= Molucca Sea Collision Zone =

Region of complex tectonic activity in Indonesia

The Molucca Sea Collision Zone is postulated by paleogeologists to explain the tectonics of the area based on the Molucca Sea in Indonesia.

==Tectonics==
The tectonic relationship of the Sangihe plate, Halmahera plate, and the Molucca Sea plate, plus the volcanic Halmahera Arc and the Sangihe Arc is complex. Their interrelationship constitutes the Molucca Sea Collision Zone. The north of this zone interlinks with the Philippine Mobile Belt. Some call this linkage the Philippine–Halmahera Arc and consider it an integral part of the elongated zone of convergence extending north through the Philippines into eastern Taiwan. In the Molucca Sea Collision Zone model, the Molucca Sea plate has been totally consumed by the arc-arc collision of the Halmahera Arc and the Sangihe Arc of eastern Indonesia.

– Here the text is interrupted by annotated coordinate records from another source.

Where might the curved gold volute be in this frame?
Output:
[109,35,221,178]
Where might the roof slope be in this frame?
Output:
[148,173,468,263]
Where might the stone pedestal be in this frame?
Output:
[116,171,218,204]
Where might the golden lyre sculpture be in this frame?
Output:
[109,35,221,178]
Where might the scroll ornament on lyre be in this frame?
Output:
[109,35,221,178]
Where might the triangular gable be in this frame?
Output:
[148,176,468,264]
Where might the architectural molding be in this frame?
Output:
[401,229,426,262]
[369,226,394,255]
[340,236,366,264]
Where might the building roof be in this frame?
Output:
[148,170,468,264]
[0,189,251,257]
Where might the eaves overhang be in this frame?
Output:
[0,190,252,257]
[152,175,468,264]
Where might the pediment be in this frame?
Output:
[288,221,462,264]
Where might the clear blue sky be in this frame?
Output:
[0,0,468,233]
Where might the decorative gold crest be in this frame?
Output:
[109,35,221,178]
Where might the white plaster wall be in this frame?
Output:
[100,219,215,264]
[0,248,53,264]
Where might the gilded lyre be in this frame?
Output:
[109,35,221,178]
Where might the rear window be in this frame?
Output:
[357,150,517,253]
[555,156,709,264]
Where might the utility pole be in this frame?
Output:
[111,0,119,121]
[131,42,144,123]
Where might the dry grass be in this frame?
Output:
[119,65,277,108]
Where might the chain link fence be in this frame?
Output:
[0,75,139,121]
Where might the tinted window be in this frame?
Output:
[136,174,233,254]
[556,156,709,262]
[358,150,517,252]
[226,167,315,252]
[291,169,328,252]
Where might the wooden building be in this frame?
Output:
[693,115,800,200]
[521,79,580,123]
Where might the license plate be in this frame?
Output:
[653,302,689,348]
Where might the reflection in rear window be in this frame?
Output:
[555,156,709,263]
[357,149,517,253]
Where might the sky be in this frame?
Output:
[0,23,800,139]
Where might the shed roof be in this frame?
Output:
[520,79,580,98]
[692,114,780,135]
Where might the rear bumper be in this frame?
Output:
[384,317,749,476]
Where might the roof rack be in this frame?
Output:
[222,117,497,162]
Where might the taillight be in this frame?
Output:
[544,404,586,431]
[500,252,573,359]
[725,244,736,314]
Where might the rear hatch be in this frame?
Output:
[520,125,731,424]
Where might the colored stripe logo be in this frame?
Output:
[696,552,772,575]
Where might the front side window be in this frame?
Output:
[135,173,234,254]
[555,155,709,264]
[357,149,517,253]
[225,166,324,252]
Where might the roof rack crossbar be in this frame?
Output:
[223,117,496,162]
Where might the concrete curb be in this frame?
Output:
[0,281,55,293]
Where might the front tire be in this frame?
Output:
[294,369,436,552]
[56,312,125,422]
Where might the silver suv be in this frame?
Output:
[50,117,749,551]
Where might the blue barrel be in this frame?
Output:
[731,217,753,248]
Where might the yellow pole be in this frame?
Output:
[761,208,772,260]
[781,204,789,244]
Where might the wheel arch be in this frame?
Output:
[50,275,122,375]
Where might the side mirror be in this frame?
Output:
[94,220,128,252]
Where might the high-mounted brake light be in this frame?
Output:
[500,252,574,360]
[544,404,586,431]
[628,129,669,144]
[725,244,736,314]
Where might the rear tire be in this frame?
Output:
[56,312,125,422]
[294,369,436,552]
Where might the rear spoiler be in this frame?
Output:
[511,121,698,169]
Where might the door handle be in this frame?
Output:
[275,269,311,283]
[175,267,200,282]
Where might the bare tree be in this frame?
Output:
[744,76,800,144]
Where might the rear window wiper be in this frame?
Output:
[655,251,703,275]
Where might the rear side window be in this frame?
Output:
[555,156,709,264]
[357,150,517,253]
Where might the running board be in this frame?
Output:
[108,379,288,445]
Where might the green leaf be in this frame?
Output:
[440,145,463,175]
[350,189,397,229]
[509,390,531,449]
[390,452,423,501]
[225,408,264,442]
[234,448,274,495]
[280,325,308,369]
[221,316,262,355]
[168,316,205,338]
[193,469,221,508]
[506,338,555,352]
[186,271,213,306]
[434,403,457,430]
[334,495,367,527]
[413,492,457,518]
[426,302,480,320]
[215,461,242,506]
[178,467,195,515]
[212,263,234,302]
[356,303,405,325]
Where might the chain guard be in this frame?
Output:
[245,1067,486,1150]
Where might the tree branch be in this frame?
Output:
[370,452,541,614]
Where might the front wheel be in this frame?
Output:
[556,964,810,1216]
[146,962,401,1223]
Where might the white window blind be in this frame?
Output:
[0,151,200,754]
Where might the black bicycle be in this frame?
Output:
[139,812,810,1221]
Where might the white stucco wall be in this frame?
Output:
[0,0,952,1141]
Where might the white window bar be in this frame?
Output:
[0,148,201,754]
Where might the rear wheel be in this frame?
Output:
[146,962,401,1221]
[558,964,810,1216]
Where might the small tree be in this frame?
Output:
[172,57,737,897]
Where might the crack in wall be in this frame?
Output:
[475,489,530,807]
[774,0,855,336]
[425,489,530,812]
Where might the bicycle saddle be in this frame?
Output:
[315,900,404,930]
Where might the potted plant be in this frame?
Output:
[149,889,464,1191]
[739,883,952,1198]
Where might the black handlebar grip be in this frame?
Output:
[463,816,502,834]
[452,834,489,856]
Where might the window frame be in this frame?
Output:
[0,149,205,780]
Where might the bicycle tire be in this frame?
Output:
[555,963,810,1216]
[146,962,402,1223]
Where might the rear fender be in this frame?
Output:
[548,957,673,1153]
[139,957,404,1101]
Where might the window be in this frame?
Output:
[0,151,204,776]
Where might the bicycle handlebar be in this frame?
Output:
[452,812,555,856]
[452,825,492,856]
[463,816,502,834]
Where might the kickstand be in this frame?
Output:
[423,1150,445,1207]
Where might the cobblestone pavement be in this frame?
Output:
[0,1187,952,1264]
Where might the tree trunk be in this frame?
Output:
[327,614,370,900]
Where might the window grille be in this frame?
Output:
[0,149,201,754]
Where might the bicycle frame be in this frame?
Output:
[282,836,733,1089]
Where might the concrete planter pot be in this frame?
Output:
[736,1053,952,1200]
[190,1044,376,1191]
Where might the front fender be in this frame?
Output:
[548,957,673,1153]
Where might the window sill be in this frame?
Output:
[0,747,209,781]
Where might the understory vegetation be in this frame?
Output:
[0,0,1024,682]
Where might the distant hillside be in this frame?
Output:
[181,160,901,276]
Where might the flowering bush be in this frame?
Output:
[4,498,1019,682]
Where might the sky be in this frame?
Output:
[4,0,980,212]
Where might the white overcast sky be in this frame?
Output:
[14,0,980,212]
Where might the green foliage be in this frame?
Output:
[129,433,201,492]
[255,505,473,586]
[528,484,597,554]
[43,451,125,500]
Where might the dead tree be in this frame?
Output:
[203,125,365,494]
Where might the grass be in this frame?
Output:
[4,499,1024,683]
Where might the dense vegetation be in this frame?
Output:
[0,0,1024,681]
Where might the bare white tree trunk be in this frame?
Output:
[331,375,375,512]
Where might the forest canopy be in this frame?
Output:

==Single collision zones==
The magmatic systems are reaching the end of their life as island arcs and are becoming a single collision zone, lending weight to the contention that Halmahera and Sangihe should be regarded as tectonic plates rather than volcanic arcs.

==Northern extension==
Seismic and tomographic discrepancies in the mantle up to 400 km below Mindanao in the Philippines, indicate it is a more advanced northern extension of the Molucca Sea Collision Zone.